The division opened 3,816 new UK hotel rooms in the year, with the current UK pipeline standing at 14,500 hotel rooms. There are plans to open a further 5 hotels in Germany and two in the Middle East joint venture.
Costa saw total sales growth slow in Q4, with LFL sales falling 0.8%, although this reflects the timing of the quarter end without which sales would have risen 0.6%. Positive performance continues to be driven by travel and 'Drive Thrus', with high street store LFLs down just over 1% in a more cautious consumer environment.
Across the year as a whole, UK profits rose 4.4% to £154.3m, with international profits up to £3.7m. Revenues grew 10.7% to £1.2bn, driven largely by the 255 net new Costa stores and 1,585 Costa Express machines. LFL revenues rose 2%, while margins were down 0.8 percentage points, slightly ahead of previous guidance. Costa is targeting 3,000 UK stores in the medium term, from 2,218 today.

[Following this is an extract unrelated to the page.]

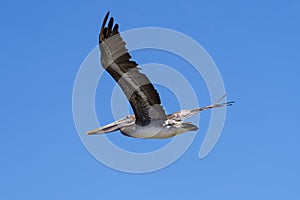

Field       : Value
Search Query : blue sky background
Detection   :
[0,0,300,199]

Net debt fell slightly over the year and now rests at £890m (2015: £910m), as organic cash flow and proceeds from the sale & leaseback of hotels more than offset expansionary capital expenditure.
Unless otherwise stated, all estimated figures, including prospective dividend yields, are taken from a consensus of analyst forecasts compiled by Thomson Reuters. These estimates should not be taken as a reliable indicator of future performance.